Shimaya, Kombu Dashi Powder, 128g

£5.99
Choose case size

Instant kelp stock, clean and fish-free.

Kombu dashi powder is the quick way to a kelp stock: premium kombu milled fine, dissolving into a light, sweet, savoury broth with no fish in it. It gives the clean umami of a kelp dashi in seconds, the go-to base when you want something delicate or meat- and fish-free. 128g.

Why Operators Choose This

  • No fish: a kelp-only stock, the base for plant-based and fish-free dishes.
  • Clean umami: light, sweet and savoury, without colouring the dish.
  • Speed: a kombu dashi in seconds, no overnight steep.
  • The pioneer: Shimaya helped bring instant dashi to the everyday kitchen.

How to Use

  • Instant dashi: dissolve in hot water for a quick kelp stock.
  • Light soups: miso soup and clear soups where you want no fish note.
  • Hot pot: a clean kombu base for nabe and shabu-shabu.
  • Seasoning: stir into dressings, simmered vegetables and rice for gentle depth.

Dashi (出汁) is the savoury stock at the base of Japanese cooking. Kombu dashi is the version drawn from kombu (昆布, kelp) alone, with no bonito, giving a lighter, sweeter and entirely fish-free stock. Kombu is one of the richest natural sources of glutamate, the compound behind umami, which is why a kelp-only dashi still tastes deeply savoury. Shimaya, based in Yamaguchi, helped popularise instant dashi from the 1960s, putting a quick kombu stock within reach of any kitchen.

Learn more: Kombu Dashi (Kelp Stock)

What does kombu dashi taste like?

Clean, light and gently sweet, with a soft, savoury depth and none of the smoky, fishy note of a bonito stock. It is the most subtle of the dashi family, which is its strength: it adds umami and roundness without taking over, so delicate ingredients stay in front. As a made-up stock it is pale and mild; used dry it seasons quietly. It is the dashi to reach for when you want savouriness without a marine or smoky edge.

Type Kombu dashi 昆布だし (kelp stock powder)
Brand Shimaya
Origin Japan (Yamaguchi)
Net Weight 128g
Best Used As Fish-free kelp dashi for light dishes
Is kombu dashi suitable for fish-free and plant-based cooking?

Kombu dashi is made from kelp alone, with no bonito or other fish, which is exactly why it is the classic base for fish-free and plant-based Japanese cooking. It delivers real umami from the kelp's natural glutamate without any animal ingredient in the stock itself. For full dietary certainty always check the pack, which is the source of truth, but a kelp-only dashi is the standard route to a savoury Japanese stock without fish.

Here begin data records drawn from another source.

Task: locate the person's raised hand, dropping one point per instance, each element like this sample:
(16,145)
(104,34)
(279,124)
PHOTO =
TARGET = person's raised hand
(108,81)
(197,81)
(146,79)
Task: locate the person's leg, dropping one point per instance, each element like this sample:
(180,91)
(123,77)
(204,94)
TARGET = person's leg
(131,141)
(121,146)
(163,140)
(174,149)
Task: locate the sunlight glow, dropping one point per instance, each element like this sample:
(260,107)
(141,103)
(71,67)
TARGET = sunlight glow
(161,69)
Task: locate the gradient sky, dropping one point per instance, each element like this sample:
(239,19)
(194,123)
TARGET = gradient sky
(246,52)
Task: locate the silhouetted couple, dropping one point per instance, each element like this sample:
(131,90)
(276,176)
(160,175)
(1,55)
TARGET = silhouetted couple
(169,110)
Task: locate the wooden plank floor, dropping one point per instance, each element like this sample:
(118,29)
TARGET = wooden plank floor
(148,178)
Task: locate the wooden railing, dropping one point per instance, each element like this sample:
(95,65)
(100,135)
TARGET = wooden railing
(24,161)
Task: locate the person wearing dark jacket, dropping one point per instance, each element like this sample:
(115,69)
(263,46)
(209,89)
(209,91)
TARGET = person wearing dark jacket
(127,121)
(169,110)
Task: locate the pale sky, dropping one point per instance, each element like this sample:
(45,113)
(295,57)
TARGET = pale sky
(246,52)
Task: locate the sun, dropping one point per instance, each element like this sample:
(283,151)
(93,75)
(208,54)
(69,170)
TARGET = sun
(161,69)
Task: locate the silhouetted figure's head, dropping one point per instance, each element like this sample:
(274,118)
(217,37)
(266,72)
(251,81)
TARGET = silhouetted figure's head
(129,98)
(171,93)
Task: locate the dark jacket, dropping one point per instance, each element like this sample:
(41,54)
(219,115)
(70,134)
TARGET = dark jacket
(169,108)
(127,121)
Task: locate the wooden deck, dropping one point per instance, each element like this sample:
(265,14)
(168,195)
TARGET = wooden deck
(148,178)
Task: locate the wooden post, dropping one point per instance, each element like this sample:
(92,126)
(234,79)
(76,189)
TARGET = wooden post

How much kombu dashi powder do I use?

Start with around one teaspoon per 200ml of hot water, about a tablespoon per litre, and adjust to taste. Stir until dissolved. Because kombu dashi is mild, you can use it generously without it dominating, but the powder still carries some salt, so taste before adding soy or salt. To deepen it into a fuller stock, combine with a bonito dashi to make awase dashi.

How should I store it?

Keep it sealed in a cool, dry place away from steam and direct light. Fine powder draws in moisture and clumps if left open near the stove, so reseal the pack or decant into an airtight container and use a dry spoon. Kept dry, it holds its flavour until the date on the pack.